PART 3: DON’T DROP THAT GUNH-GUNH-GUNH (Не бросайте этот пистолет пистолет пистолет)

A shot of the great architectural wonders of Happy Moscow. The camera flits back and forth between the rapid pace of workers in a foundry to the glory of the Red Square, to the cameraman’s unwavering eye.

A gunshot.

The cameraman drops his camera, and starts running.

Title: Can’t even take no vine in Moscow w/o bein’ shot at!!!

PART 4: TWERKERS OF THE WORLD (Туъркинг мира)

Title: Twerkers of the world can’t be comparing…Shock Twerker

A big bottomed proletarian woman is rhythmically pulling levers in a factory. Unlike her comrades, however, she does so in syncopated motions, bent over, and squatting to the beat of an Ernst Busch Worker’s song bumpin over a speaker.

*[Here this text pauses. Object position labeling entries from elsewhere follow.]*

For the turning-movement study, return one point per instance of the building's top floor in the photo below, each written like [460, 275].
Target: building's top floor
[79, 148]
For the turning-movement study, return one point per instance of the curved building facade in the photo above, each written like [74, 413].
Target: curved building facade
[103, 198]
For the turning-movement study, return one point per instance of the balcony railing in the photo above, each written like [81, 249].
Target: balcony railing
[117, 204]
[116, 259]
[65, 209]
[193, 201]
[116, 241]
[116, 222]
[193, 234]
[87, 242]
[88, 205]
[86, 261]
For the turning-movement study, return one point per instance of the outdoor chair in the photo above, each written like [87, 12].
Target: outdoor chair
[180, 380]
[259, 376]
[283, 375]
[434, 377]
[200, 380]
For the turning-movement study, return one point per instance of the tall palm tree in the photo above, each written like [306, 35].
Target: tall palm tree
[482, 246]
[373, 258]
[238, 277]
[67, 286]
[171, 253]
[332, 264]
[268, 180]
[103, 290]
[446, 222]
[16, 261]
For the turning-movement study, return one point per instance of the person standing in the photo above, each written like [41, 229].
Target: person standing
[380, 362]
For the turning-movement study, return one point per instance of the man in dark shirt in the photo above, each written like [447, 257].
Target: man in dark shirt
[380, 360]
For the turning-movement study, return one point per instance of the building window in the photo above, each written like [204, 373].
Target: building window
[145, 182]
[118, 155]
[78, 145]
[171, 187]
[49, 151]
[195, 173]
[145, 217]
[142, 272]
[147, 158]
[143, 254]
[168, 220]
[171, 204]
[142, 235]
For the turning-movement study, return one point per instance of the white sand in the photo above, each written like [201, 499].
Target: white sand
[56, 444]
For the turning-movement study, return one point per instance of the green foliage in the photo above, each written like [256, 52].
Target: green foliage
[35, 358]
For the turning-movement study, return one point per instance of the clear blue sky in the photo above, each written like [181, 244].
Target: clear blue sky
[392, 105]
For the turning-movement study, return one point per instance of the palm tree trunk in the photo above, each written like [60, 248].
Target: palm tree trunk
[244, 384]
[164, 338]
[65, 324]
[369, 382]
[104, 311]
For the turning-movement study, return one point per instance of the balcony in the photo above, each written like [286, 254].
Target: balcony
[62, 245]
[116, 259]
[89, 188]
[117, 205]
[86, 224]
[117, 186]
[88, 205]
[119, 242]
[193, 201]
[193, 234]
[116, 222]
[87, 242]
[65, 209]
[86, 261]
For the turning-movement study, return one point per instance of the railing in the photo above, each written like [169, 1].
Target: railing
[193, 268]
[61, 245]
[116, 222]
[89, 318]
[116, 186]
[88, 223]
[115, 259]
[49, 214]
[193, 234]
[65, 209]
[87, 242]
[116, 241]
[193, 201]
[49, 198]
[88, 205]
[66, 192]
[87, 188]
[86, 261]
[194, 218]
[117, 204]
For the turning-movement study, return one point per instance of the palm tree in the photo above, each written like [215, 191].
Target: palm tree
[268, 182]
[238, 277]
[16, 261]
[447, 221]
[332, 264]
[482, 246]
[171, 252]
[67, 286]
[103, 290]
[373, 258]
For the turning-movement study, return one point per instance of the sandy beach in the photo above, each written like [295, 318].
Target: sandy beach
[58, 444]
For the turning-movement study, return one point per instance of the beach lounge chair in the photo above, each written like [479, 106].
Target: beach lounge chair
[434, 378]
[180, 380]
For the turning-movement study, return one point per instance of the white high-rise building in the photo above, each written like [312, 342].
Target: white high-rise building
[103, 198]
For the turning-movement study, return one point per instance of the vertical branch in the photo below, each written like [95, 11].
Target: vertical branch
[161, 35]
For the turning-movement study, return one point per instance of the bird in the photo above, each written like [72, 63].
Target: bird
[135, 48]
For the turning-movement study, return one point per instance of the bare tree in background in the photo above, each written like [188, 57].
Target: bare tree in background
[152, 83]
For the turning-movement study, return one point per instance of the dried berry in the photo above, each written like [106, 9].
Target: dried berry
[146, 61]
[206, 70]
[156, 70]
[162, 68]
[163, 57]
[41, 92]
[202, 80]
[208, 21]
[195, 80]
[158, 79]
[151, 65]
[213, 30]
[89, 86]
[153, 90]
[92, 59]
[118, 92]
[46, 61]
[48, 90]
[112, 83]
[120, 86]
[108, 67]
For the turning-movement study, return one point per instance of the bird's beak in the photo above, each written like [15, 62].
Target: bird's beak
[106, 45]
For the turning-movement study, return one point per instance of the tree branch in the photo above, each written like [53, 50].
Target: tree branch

Her colleagues look at her skeptically.

PART 5: BOURGEOISIE BE LIKE… (Буржуазия как)

Title: Bourgeois be like…

A shot of a rich Tsarist merchant with a monocle and stovepipe hat, asking with raised pinky the ambassador’s wife “do you have any Grey Poupon?”

Title: Proletarian be like…

A shot of a worker yelling at a factory cafeteria woman “WHERE DE FRENCHS AT YA BISH?”

PART 6: WHEN THE BEAT DROP (Когда бить падает)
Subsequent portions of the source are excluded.